Fencing: Six Wildcats to compete at Junior Olympics

A+Northwestern+fencer+toes+the+strip.+Various+Wildcats+will+be+up+against+stiff+competition+in+the+Junior+Olympics+this+weekend.

Source: Northwestern Athletics

A Northwestern fencer toes the strip. Various Wildcats will be up against stiff competition in the Junior Olympics this weekend.

Peter Warren, Assistant Sports Editor


Fencing


Following their first week off since the beginning of Winter Quarter, six Northwestern fencers return to action this weekend in Memphis as the Wildcats look to turn the Blues City purple.

Freshman sabre Alexis Browne, sophomore foil Alexandra Banin, sophomore epee Pauline Hamilton, freshman epee Anya Harkness, freshman sabre Jacqueline Hua and sophomore foil Amy Jia will all be fencing at the Memphis Cook Convention Center for the 2018 Junior Olympic Fencing Championship.

“In practice, it is a lot like the (North American Cups) we went to,” coach Zach Moss said. “The only real difference is that it is considered the junior level national championships.”

All six fencers have winning records on the year, with Hamilton and Banin leading the way with over 45 wins each this season.

To qualify for the Junior Olympics, which is only for American fencers, the athletes must have been born between 1998 and 2004 and meet certain points requirements or finish at a certain level in a qualifying event.

“Everyone that is going can have a really good result,” Moss said. “The level is appropriate for all of them.”

Five NU fencers participated in last year’s Junior Olympics: Banin, sophomore epee Adelle Berdichevsky, Hamilton, Jia and sophomore sabre Abby Tartell. Hamilton went 6-0 during pool play and was the No. 3 seed in the junior epee tournament before being upset in the round of 64. Jia was the highest placed finisher as she finished in No. 32 out of 213 competitors.

Harkness also competed in the event in 2017 representing her club team from California and tied for No. 173 out of 208 fencers competing in the junior women’s epee event.

Those six fencers are not the only Cats competing on a big stage this weekend. Freshman foil Sarah Filby and freshman epee Marta Amador Molina will both be competing at international events. Filby is competing for Canada at a World Cup event in Mödling, Austria and Molina will represent Spain at the Tournoi de la ville de Dijon in Dijon, France.

“Those can be some really good results,” Moss said. “Those are tough events. I’m excited to see how they do.”

While the Junior Olympics are a big event for the individuals going, a much greater competition is looming in the near future: the Midwest Fencing Conference championships.

The conference championships will be held next weekend in Columbus, Ohio, and the team has gone all-in preparing for the event. As a result, the Junior Olympics is not the main focus in practice.

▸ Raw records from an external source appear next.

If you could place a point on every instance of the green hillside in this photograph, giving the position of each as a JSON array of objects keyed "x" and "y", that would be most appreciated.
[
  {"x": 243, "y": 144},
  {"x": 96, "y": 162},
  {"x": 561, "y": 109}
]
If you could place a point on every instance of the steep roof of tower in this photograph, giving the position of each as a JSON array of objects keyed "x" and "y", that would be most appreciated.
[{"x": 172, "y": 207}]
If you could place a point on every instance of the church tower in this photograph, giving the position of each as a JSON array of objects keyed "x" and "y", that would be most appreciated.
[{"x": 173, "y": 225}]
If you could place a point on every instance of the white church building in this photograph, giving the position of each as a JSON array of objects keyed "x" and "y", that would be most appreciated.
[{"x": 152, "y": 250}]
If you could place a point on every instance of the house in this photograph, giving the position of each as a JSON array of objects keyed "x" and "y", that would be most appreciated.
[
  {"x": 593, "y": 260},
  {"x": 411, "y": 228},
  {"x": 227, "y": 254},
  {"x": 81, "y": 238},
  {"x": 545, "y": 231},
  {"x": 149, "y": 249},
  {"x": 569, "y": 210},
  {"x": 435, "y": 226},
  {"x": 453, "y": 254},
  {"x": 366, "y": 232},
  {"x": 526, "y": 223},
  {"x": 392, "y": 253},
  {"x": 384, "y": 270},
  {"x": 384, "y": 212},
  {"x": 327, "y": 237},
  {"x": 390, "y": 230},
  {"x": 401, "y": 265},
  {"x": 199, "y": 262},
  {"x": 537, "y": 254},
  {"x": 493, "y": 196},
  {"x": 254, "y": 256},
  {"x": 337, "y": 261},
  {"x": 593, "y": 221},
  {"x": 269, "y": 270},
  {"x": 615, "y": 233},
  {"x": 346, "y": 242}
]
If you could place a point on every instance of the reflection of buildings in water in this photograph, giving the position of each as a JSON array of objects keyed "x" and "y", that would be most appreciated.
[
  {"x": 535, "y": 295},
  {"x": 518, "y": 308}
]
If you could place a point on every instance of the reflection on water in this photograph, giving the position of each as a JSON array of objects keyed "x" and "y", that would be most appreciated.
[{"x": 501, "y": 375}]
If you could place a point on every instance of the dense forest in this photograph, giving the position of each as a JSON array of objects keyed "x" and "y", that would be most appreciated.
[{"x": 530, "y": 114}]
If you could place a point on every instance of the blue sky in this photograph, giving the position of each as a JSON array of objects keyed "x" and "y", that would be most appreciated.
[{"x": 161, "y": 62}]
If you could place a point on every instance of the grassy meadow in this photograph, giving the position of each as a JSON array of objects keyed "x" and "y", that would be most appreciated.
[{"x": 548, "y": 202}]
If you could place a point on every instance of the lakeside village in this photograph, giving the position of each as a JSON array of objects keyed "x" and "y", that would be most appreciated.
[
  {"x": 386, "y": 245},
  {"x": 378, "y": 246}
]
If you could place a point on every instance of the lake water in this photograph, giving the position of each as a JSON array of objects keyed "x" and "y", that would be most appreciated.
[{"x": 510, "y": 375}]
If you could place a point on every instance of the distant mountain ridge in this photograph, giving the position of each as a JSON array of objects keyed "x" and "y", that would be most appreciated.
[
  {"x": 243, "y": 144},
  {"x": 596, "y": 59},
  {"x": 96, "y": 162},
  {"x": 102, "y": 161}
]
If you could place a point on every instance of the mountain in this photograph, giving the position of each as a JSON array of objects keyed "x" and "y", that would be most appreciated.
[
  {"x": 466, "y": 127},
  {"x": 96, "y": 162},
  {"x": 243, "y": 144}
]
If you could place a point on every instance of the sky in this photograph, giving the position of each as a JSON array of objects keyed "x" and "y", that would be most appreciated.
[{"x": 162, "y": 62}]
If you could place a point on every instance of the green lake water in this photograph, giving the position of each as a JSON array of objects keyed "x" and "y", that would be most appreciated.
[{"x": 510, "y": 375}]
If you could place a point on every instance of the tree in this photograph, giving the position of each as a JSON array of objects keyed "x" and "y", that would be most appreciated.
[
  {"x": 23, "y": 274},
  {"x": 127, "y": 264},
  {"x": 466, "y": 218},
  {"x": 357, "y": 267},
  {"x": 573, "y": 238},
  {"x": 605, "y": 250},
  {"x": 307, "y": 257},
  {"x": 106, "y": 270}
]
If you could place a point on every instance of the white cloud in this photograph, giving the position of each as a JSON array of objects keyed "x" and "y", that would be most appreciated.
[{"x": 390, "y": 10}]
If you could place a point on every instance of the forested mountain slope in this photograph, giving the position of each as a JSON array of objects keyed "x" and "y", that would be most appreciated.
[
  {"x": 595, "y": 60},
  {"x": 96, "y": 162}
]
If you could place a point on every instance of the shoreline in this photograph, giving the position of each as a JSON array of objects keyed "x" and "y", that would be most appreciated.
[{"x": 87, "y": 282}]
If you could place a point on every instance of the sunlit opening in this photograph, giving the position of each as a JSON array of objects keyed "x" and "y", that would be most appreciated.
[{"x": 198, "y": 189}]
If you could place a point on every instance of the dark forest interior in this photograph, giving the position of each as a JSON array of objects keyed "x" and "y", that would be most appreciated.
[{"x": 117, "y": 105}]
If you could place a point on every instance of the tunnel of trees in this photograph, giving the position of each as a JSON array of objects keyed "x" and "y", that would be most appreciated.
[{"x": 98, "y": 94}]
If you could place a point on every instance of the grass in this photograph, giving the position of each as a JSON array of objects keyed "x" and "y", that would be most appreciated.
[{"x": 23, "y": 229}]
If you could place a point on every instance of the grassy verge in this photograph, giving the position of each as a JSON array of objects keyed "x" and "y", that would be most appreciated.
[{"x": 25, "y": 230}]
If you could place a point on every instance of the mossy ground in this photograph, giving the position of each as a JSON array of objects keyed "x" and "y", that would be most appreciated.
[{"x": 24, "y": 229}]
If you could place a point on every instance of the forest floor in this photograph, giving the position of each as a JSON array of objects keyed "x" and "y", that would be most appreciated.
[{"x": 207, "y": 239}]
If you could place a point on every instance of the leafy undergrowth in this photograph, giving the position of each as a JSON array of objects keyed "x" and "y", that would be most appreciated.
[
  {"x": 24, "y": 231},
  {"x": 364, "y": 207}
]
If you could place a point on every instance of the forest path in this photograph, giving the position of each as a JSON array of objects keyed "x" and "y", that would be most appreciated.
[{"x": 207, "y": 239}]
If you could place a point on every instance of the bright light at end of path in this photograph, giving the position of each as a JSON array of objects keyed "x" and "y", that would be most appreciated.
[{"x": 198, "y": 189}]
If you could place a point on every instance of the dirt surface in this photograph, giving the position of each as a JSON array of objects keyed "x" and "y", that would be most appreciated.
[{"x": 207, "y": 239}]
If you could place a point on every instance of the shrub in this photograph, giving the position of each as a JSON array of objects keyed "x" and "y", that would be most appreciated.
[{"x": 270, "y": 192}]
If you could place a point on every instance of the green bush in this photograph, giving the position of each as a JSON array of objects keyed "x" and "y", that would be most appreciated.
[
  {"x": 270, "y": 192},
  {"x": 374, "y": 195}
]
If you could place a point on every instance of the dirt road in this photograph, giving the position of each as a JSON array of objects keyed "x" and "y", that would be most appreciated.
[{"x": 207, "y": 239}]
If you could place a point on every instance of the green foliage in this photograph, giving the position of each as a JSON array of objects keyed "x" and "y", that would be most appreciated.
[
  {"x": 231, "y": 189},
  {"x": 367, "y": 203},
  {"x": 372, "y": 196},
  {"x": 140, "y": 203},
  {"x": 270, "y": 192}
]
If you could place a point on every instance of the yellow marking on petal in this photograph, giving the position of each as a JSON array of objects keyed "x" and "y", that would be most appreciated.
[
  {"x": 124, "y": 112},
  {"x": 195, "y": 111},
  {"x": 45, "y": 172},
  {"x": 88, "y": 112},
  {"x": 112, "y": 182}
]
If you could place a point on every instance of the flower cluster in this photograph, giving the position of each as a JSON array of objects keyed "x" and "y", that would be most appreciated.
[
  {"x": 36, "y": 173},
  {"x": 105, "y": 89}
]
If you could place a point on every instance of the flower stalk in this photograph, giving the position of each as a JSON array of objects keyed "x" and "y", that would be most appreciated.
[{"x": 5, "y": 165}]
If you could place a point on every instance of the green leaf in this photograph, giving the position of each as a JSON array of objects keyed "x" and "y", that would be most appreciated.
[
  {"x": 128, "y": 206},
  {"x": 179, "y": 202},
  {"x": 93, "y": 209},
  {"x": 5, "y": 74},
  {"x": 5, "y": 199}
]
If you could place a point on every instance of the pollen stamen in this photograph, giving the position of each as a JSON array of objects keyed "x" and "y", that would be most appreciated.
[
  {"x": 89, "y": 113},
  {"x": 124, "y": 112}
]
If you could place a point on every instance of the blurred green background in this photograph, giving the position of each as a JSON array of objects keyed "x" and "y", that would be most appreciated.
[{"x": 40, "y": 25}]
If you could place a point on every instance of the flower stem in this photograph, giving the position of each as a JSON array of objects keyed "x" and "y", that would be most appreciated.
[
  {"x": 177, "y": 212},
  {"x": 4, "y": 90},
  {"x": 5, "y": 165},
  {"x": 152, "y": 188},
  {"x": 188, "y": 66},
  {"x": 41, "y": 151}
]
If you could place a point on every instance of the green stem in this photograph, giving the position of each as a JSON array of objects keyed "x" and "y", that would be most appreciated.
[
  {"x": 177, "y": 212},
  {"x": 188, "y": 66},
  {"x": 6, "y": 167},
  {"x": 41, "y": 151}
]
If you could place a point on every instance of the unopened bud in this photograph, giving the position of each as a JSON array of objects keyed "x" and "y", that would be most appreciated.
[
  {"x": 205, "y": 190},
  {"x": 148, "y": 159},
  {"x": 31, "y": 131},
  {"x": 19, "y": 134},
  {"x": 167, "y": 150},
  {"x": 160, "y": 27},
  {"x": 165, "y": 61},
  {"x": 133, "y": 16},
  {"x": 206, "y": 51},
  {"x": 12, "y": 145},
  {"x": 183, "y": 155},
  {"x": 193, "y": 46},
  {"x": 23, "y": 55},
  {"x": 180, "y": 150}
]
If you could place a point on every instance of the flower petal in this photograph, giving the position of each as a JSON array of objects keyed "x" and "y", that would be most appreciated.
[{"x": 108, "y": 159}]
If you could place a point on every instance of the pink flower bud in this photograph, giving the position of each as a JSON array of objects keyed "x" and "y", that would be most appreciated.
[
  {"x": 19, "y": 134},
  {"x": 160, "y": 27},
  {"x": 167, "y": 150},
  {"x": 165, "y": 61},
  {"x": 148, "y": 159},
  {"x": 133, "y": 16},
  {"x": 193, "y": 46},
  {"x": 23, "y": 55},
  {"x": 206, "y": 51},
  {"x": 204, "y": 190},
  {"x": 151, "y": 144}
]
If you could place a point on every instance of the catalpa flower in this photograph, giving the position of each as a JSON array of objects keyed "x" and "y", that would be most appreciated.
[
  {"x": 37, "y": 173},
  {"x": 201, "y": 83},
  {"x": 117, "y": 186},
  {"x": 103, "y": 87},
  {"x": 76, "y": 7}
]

“The biggest thing that we are doing is, this sounds terrible, but mostly ignoring JOs,” Moss said. “The way we are practicing is all with conference championships in mind. Within that structure, for these individual people, we are making adjustments.”

One of the biggest things NU has been able to do during the past week is rest. This past weekend was the only weekend the whole team had off since the beginning of January.

Moss said having a week, or two for the 21 fencers not fencing this weekend, of rest following such an exhausting stretch during the middle of midterm season is very important to the team’s psyche.

“That five week stretch is really tiring, mostly mentally for everybody especially because midterms hits three or four weeks in, so just as you are starting fatigue from the fencing mode already,” Moss said. “More than anything, having that time off is huge.”